Few branches of neuroscience, however, are actually striving to understand, let alone resolve this fundamental disparity. The major advances in autonomous intelligence now come from developments in machine learning algorithms whose relation to brain architectures and processes are remote. However, Neuromorphic Engineering does have as its goal the development of artificial neural systems whose processing architecture and principles are based on those of biological nervous systems. They are usually composed of hybrid analog and digital electronic circuits that emulate biological sensors and their processing neuronal networks. Initially, the big challenges for neuromorphic engineering were simply to understand how to exploit the properties of silicon devices to build circuits in a neuromorphic style; and to combine sensors and neuron-like computational elements into simple reactive systems, integrating them in such way that they expressed their processing and behaviour in a "neurally inspired" way. These goals have now been reached, and the focus is shifting towards the conceptual and technical problems of how to induce more sophisticated behaviours in neuromorphic systems. The ultimate aim is to achieve a neuromorphic "cognition" that resembles that of animals in being capable of creating, storing and manipulating knowledge of its external and internal world, and of using this knowledge for economically advantageous behaviour.
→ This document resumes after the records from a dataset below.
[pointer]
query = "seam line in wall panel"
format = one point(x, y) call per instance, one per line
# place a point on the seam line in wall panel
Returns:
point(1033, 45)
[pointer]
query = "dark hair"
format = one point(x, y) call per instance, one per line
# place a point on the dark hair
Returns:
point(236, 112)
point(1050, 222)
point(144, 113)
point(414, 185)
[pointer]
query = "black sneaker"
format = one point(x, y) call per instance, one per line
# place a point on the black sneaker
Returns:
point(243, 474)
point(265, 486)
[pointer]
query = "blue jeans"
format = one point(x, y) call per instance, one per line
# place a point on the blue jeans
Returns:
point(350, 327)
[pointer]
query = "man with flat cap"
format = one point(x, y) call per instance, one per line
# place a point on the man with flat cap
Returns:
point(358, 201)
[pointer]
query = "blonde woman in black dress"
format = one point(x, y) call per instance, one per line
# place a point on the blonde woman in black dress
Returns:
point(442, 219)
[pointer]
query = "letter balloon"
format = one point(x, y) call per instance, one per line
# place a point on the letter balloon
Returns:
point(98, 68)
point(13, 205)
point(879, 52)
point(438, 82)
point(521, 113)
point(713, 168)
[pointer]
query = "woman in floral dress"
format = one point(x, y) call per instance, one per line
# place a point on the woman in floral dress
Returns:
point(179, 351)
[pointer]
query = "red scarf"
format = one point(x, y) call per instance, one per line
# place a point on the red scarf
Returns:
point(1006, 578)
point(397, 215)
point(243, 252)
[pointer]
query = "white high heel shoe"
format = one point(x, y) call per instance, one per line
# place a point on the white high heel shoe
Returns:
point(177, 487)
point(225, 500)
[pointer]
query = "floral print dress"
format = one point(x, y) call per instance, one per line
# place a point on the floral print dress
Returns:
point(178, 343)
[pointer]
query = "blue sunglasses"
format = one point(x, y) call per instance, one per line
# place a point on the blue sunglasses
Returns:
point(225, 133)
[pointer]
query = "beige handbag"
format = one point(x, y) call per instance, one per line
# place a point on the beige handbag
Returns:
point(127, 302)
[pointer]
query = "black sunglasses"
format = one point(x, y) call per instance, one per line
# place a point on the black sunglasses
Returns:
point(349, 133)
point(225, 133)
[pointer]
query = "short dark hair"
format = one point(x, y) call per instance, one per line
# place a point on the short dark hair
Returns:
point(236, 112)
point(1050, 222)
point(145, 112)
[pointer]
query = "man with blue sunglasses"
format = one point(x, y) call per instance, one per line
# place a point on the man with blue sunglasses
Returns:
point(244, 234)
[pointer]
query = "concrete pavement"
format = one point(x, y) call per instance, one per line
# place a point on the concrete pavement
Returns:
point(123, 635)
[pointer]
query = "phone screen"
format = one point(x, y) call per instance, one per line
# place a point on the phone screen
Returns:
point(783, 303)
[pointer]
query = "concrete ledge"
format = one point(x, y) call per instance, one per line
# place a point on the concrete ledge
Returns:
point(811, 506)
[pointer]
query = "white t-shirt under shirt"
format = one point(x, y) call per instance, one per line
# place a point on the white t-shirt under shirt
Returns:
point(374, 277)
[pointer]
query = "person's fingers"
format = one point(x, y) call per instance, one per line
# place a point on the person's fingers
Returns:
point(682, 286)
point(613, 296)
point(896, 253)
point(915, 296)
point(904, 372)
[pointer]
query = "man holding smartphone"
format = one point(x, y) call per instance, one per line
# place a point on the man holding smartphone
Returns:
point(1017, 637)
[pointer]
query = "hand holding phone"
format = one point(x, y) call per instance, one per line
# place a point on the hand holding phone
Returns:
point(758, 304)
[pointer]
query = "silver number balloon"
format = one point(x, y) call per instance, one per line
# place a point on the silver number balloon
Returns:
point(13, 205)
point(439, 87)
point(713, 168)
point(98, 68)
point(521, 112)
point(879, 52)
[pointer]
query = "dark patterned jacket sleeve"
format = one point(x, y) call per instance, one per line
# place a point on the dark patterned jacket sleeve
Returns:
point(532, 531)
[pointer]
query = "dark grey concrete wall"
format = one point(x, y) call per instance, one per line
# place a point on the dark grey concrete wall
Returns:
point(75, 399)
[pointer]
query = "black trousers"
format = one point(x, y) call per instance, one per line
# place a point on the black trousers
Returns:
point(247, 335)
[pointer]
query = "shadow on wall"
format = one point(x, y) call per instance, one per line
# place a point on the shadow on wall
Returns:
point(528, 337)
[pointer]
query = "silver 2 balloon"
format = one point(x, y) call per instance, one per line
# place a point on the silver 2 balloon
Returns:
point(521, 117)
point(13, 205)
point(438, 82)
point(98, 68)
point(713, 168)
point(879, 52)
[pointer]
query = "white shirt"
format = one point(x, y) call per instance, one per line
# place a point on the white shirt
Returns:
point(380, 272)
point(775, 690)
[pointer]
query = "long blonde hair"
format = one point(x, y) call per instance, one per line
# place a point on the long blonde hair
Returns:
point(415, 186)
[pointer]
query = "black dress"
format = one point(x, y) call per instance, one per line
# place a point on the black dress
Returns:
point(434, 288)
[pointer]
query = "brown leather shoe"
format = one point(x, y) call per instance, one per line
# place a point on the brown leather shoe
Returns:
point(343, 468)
The induction of effective brain-like cognitive behaviours in autonomous artificial agents offers enormous economic, technological and social benefits, and so the abstraction of engineering principles from the biological brain is a major challenge for the 21st Century. Harnessing the principles of biological intelligence can be expected to have a major impact on the technology market as autonomous intelligence becomes incorporated into equipment, vehicles, buildings, utilities and clothing, which some see as the relentless march to the mergence of a truly "prosthetic man".